Orban congratulated the Georgian Dream government even before the results were announced, while also lashing out at his EU partners.
“European politics has a handbook. If the liberals win, they say it’s democracy, but if the conservatives win, there is no democracy,” he told reporters after talks with Georgian Prime Minister Irakli Kobakhidze.
“Conservatives won, so these are controversies — you shouldn’t take them too seriously.”
But both the United States and the European Union have criticized the conduct of the election, with both countries calling for independent investigations into violence and intimidation and alleged blatant violations of new electronic voting procedures.
Opposition parties and the president insist the election was “stolen” by a party accused of bringing Georgia back into Russia’s orbit.
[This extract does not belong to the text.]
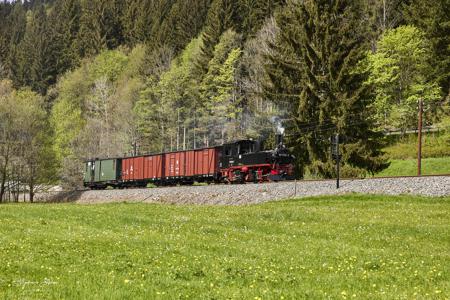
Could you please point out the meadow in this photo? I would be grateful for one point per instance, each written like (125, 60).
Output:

European Commission President Ursula von der Leyen said Georgians “have the right to see electoral irregularities investigated quickly, transparently and independently”.
Exit polls for Western opposition TV channels showed that the four opposition parties combined won the election, before the Central Election Commission declared Georgian Dream the winner with 54% of the vote, giving it a majority in parliament.
Despite criticism from EU colleagues, Viktor Orban arrived in Tbilisi on Monday evening, not far from massive demonstrations by tens of thousands of Georgians protesting the election results.
Hungary holds the rotating EU presidency, but the EU is at pains to point out that he does not represent the 27 member states.
Hungarian Foreign Minister Peter Szijjarto, also in Tbilisi, said it was a shame that the EU did not recognize the Georgia vote results.
But he and Orban did not mention the catalog of violations raised by the independent monitor.
The Georgia monitoring group My Vote compiled an exhaustive list of irregularities recorded by its 1,500 observers on Saturday and before the vote.
My Vote says that before elections, public teachers, cleaners and bus drivers are either required to submit ID or have it confiscated, while disadvantaged families receive financial help in exchange for their vote.
My Vote said several different schemes were used on election day:
- There was vote-buying and vote-stuffing, and observers were unable to do their work
- Election officials and authorities have not responded to criminal charges
- The system of ink on voters’ fingers was not properly enforced so voters could vote again elsewhere
- Voters were able to use someone else’s ID number to vote with the collusion of election officials
- Voters were able to collect large numbers of ID numbers as they traveled from polling station to polling station.
President Zurabicvili has told the BBC that so-called carousel voting has taken place, “where a person can vote 10, 15, 17 times with the same ID”.
My Vote is calling for the results from 196 polling stations to be annulled, claiming they accounted for 300,000 more votes.
Georgia’s prime minister rejected accusations of widespread irregularities and told the BBC that the election was generally “in compliance with legal principles”. He also denied that his government was pro-Russian and “pro-Putinist”.
The embattled Georgia State Election Commission has accused its critics of a “manipulation campaign” of disinformation and said the recount would be conducted at five randomly selected polling stations in each of Georgia’s 84 precincts.
The committee said the U.S. company that used the system insisted “It is impossible to copy voters on the electoral listbecause each voter is only registered once.”
“It is not possible to use one ID to vote multiple times, to perform two-factor verification or to register a voter in multiple precincts,” the commission added, adding that attempts to discredit the system amounted to a denial of reality.
The Georgian president told Swiss Radio that the committee is “completely dominated by the power parties and NGOs… have no influence over it”.
“This state has been captured,” said Eka Gigauri of Transparency International, which is involved in the My Vote monitoring mission.
“We knew anything could happen … and we knew no one was going to investigate it or respond.”